Swedish AI startup Lovable raised a $330 million Series B round at a $6.6 billion valuation to expand its “vibe-coding” app development platform. The round, reported on December 20, 2025, was led by CapitalG and Menlo Ventures’ Anthology fund with participation from major strategic and VC investors.
This article aggregates reporting from 1 news source. The TL;DR is AI-generated from original reporting. Race to AGI's analysis provides editorial context on implications for AGI development.
Lovable’s round is another data point that application-layer AI remains explosively investable, not just foundation models and infrastructure. A $6.6 billion valuation for a 2024-founded Swedish startup shows how much capital is willing to bet that code-generation and app-building will be mediated by high-level natural-language tools rather than traditional developer IDEs. If Lovable’s “vibe-coding” can reliably turn product intent into production apps, it effectively moves more of the software stack into the domain of AI agents.

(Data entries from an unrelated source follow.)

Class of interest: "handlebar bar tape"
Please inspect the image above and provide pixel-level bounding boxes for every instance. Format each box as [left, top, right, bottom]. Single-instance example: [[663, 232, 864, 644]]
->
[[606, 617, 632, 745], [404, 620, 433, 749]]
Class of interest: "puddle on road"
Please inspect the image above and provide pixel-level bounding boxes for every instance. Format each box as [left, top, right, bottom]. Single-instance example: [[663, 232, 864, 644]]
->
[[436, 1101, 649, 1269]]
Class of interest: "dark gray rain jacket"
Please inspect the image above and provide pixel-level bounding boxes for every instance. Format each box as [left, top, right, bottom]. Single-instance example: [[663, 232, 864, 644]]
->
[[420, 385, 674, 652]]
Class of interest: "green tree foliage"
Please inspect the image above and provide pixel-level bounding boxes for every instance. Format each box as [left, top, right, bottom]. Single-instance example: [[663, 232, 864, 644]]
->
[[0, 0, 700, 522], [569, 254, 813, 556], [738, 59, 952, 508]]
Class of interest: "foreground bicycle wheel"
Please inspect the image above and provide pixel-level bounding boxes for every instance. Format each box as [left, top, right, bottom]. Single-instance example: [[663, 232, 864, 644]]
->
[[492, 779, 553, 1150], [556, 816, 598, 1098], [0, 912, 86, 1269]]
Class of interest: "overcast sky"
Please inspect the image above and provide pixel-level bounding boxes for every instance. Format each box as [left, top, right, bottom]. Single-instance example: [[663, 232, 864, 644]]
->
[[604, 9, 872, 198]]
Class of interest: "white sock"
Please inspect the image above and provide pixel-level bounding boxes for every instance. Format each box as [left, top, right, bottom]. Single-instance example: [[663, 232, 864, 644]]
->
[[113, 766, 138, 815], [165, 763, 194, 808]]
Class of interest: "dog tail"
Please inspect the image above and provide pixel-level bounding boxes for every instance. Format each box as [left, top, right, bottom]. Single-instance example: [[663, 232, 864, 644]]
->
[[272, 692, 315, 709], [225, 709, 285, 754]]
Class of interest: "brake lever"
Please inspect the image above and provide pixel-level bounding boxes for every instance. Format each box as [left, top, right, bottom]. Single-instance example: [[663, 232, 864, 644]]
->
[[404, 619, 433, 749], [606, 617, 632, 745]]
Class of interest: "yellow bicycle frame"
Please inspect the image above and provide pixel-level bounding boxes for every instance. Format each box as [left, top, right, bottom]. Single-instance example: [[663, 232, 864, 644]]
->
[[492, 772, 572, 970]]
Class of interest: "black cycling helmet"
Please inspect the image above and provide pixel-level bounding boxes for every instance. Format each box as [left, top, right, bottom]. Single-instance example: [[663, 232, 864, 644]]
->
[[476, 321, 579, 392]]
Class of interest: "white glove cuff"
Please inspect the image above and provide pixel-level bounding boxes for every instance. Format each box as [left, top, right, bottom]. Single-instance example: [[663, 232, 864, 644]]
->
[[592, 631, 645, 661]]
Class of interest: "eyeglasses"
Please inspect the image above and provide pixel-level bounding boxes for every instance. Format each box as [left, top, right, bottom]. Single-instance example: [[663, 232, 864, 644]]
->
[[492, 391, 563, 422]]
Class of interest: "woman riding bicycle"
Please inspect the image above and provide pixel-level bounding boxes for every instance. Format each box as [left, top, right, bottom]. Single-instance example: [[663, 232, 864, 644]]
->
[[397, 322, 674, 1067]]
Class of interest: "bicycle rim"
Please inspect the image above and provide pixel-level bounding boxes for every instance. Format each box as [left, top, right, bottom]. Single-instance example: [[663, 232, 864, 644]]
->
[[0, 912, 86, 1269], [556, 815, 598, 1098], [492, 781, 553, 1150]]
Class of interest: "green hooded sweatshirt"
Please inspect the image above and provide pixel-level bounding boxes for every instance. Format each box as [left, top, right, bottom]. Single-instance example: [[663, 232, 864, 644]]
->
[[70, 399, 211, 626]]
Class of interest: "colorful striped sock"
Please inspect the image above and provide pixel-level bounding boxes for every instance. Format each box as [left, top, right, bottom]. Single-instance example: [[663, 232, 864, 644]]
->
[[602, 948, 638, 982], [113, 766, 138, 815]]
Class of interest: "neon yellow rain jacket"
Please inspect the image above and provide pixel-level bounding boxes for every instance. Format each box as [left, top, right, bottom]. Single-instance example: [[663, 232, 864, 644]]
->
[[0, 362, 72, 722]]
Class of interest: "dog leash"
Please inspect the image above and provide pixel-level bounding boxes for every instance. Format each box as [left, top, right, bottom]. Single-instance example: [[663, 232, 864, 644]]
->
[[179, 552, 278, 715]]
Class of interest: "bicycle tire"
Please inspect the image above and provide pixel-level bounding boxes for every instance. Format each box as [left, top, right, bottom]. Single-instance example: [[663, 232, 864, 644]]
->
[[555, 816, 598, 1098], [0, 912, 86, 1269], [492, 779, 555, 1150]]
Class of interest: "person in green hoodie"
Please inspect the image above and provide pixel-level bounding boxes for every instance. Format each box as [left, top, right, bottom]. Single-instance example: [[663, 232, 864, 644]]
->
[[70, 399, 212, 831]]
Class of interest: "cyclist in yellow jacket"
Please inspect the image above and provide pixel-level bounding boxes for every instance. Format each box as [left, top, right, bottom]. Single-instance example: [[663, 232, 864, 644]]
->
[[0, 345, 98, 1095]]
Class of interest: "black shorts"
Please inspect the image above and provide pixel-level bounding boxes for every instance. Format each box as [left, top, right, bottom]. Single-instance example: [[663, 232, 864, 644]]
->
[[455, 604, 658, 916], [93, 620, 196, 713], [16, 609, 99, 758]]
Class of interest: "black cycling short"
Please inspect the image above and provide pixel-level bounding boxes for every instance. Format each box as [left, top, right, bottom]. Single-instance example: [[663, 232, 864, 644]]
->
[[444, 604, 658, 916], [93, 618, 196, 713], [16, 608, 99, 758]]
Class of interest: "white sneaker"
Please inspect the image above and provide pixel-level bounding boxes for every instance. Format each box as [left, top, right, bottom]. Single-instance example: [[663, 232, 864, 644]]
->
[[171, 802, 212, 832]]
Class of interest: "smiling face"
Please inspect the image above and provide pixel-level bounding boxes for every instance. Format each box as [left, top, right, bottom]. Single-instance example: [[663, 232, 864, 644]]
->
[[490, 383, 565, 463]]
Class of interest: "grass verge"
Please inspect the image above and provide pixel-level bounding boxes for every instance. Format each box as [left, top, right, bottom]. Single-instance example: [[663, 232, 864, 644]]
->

Strategically, this round deepens the web of ties between Lovable and many of the most aggressive AI platform players: NVIDIA, Salesforce, Databricks, Atlassian, HubSpot and top-tier VCs now all have skin in the game.([deccanfounders.com](https://deccanfounders.com/2025/20/news/ai-app-development-vibe-coding-funding/?utm_source=openai)) That positions Lovable as a kind of neutral front-end that could sit atop multiple clouds and model providers, rather than being locked into one ecosystem. For the race to AGI, the interesting angle is less the dollar amount and more the product thesis: if non-technical teams can ship complex apps via natural language, we’re effectively training a generation to orchestrate software systems through conversational agents. That’s a step toward agentic AI being the default interface to computation.
It also signals how competitive the AI tooling landscape has become: this is a late-stage valuation being granted to a company still relatively early in its product lifecycle, which will put pressure on incumbents like Replit, GitHub Copilot’s ecosystem, and enterprise low-code platforms to respond quickly.